Difficult to Secure Accurate Data.—It is obvious, of course, that in tabulations such as these there may lurk considerable margins of error. Notwithstanding our Binet-Simon and other tests for feeble-mindedness, for example, there is yet much to be desired in the way of accuracy. Many cases just bordering normality are by no means easy to decide. Then again in most human records, when one gets back beyond the third or, at most, the fourth generation, the investigator has to depend on the hearsay evidence of relatives, friends or neighbors, and how vague this generally is can only be appreciated by those who have themselves tried to collect such data. But in spite of all the difficulties, there is little doubt that the more carefully prepared records are sufficiently accurate to establish the fact beyond dispute that defective tends in large measure to breed defective.

Fig. 34

Inheritance of feeble-mindedness (after Goddard); symbols same as in Fig. 33, [p. 236].
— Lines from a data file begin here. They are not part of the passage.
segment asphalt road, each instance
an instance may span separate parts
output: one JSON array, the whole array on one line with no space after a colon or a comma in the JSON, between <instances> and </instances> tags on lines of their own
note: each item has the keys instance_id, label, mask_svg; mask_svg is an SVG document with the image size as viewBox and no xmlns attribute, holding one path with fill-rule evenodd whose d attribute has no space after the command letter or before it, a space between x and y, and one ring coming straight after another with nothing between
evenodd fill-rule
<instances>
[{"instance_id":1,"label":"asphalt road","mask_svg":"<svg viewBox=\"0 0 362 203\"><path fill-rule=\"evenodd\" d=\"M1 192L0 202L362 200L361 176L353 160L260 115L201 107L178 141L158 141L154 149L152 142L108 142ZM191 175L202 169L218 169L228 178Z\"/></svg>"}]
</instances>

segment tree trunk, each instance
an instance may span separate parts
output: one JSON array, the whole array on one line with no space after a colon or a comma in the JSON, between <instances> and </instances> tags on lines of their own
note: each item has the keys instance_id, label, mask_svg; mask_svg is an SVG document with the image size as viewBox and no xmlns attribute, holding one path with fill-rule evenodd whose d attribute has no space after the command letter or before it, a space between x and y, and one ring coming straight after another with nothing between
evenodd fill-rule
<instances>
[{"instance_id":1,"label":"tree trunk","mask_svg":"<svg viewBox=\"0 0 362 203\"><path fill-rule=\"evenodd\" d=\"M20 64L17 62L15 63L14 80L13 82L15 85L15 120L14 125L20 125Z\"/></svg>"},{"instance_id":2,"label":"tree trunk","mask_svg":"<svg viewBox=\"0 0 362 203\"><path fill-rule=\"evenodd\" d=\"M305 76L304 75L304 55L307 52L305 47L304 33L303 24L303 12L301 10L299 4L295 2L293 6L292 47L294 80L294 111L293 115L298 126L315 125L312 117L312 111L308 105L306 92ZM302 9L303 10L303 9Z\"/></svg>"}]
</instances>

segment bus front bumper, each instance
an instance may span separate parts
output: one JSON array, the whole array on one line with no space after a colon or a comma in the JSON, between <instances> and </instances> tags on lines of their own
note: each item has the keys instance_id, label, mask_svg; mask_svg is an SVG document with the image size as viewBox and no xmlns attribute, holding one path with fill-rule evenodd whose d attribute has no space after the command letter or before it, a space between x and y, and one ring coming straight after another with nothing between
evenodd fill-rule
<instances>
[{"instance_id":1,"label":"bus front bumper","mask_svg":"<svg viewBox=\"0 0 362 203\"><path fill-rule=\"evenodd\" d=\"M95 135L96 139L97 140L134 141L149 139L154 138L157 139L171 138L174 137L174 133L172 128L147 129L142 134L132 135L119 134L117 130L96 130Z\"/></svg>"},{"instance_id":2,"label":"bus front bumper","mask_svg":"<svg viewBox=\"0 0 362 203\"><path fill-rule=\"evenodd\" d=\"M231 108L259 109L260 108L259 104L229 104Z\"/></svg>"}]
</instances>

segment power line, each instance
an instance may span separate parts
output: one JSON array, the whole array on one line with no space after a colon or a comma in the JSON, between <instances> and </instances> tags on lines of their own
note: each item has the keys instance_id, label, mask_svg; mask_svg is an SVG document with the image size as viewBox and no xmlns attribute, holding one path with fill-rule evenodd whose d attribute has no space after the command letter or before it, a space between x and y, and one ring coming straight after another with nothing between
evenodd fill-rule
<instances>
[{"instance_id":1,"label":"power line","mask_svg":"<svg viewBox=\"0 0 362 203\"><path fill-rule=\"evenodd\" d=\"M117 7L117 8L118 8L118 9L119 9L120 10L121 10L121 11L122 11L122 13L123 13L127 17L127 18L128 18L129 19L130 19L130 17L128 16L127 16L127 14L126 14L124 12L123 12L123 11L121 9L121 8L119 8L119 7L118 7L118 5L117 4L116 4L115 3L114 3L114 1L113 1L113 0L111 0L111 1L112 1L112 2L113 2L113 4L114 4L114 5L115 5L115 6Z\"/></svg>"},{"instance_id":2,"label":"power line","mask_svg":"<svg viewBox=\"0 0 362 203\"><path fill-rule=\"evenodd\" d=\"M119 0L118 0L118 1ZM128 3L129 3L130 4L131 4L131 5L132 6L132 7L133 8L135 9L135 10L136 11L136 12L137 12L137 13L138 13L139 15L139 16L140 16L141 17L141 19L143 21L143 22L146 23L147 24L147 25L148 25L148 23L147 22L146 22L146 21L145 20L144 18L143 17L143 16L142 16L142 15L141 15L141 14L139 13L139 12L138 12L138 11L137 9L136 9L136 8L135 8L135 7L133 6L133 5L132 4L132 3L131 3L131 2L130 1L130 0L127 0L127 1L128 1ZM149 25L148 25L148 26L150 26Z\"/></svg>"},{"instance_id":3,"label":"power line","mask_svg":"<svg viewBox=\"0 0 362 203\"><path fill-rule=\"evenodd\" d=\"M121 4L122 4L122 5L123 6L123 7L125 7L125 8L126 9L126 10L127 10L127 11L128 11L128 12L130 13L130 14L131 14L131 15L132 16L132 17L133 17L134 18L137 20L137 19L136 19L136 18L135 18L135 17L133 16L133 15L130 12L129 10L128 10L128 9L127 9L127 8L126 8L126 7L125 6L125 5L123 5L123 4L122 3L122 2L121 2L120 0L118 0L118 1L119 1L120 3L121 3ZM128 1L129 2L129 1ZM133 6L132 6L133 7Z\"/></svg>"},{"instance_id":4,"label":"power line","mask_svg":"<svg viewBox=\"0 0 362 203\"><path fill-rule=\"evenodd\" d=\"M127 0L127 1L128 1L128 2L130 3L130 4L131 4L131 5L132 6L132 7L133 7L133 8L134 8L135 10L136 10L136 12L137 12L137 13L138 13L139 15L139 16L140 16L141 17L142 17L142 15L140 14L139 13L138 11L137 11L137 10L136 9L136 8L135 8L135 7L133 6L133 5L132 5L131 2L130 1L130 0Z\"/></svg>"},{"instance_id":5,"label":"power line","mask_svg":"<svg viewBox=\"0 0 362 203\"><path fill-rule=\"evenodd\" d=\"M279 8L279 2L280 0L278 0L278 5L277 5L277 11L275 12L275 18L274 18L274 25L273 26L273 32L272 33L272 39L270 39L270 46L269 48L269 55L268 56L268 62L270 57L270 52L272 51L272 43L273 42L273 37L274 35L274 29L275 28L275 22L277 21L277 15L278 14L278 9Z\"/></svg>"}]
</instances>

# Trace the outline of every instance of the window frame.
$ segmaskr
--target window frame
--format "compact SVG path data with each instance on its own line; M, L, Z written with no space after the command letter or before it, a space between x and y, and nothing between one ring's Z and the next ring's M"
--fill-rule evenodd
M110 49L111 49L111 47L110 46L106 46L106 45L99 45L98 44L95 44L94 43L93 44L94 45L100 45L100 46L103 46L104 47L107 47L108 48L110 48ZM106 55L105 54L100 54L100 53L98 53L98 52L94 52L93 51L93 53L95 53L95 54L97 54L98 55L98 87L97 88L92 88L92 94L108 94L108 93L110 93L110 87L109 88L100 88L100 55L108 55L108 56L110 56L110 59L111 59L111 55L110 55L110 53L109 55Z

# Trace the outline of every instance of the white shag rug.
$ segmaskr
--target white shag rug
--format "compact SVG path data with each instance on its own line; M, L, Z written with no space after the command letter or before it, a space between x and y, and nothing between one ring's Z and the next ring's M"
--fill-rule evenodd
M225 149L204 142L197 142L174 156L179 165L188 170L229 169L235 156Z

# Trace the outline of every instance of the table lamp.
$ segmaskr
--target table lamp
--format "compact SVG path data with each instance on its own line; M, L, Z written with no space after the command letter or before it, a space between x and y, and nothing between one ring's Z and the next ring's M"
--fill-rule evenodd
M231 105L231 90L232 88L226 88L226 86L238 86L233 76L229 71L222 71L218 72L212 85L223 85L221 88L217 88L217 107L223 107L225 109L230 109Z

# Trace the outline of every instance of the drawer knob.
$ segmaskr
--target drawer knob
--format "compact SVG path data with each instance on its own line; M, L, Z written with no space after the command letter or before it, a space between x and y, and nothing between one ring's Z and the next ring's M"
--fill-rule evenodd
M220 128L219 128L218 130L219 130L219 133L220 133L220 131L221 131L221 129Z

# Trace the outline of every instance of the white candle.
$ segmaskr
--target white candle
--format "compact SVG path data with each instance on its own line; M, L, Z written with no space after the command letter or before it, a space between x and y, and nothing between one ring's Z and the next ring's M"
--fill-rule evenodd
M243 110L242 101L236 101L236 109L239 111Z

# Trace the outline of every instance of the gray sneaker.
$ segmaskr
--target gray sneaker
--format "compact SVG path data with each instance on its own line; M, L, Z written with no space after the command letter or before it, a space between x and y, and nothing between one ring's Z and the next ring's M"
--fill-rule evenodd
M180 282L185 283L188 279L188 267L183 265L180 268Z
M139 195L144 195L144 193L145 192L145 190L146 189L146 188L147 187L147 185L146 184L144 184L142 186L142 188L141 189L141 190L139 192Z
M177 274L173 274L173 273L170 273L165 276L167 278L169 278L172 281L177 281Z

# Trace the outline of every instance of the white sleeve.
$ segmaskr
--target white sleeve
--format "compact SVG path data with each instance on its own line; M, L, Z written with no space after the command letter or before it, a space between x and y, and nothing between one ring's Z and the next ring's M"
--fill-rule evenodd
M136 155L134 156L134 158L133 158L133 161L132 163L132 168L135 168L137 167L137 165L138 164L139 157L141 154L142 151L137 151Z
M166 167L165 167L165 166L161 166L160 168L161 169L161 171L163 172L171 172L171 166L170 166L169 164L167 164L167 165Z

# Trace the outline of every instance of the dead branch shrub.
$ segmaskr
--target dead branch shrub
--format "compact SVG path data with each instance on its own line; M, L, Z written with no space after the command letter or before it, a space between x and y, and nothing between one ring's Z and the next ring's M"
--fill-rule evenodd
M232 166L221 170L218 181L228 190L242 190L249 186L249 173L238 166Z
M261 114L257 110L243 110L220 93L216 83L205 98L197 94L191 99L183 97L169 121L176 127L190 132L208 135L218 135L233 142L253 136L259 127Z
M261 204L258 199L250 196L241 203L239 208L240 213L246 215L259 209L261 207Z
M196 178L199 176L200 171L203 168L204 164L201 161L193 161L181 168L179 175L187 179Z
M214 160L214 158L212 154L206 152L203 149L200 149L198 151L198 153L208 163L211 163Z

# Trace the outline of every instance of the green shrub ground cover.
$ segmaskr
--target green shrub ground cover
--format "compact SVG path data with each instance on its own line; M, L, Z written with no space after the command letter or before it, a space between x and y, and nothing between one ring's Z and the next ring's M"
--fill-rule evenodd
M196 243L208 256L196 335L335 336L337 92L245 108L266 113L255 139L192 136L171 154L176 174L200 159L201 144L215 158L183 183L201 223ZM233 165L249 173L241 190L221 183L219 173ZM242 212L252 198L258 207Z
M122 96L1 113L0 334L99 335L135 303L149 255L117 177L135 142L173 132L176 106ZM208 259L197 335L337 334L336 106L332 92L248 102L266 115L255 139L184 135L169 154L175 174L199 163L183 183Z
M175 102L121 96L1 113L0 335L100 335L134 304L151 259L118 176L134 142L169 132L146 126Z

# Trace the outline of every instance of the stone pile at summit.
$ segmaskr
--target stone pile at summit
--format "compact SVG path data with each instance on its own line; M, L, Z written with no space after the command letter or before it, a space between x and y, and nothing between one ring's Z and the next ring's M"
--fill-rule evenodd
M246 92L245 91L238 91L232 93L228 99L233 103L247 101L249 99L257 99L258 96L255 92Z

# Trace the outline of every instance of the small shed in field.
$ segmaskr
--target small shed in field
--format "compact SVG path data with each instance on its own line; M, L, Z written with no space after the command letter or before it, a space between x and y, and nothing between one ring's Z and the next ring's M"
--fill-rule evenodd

One serious drawback in making a study of the inheritability of insanity and other nervous disorders is that so far we have dealt mainly with mass effects rather than specific neuroses. But even when the latter is attempted we are confronted by the fact that there are various intergradations of the recognized types of defect, that because of varying degrees of defect in the same type a standard is hard to establish, and above all that what appears as a specific mental malady in one individual may crop out in his descendants in an entirely different guise. Moreover, not only the predisposition of the individual, but age and precipitative cause enter as factors in determining the ultimate symptoms.

Fig. 35

Inheritance of feeble-mindedness (after Goddard); symbols same as in Fig. 33, [p. 236].

Feeble-Mindedness and Insanity Not the Same.—Authorities make a sharp distinction between insanities on the one hand and feeble-mindedness on the other. According to Goddard, not only is there no close relationship between the two conditions, but in reality they stand at opposite ends of the psychical scale. In general, insanity is a degenerative process, whereas feeble-mindedness is an arrest of development. In the first case the victim loses part of the mentality he once had, in the second he stops short of normal development.

Many Types of Insanity.—The commonest manifestations of insanity are undue depression, apathy, excitement, instability, obsessions, hallucinations and delusions. Some mental disorders are associated with recognizable structural changes in the nervous system, but the structural basis of many is not known.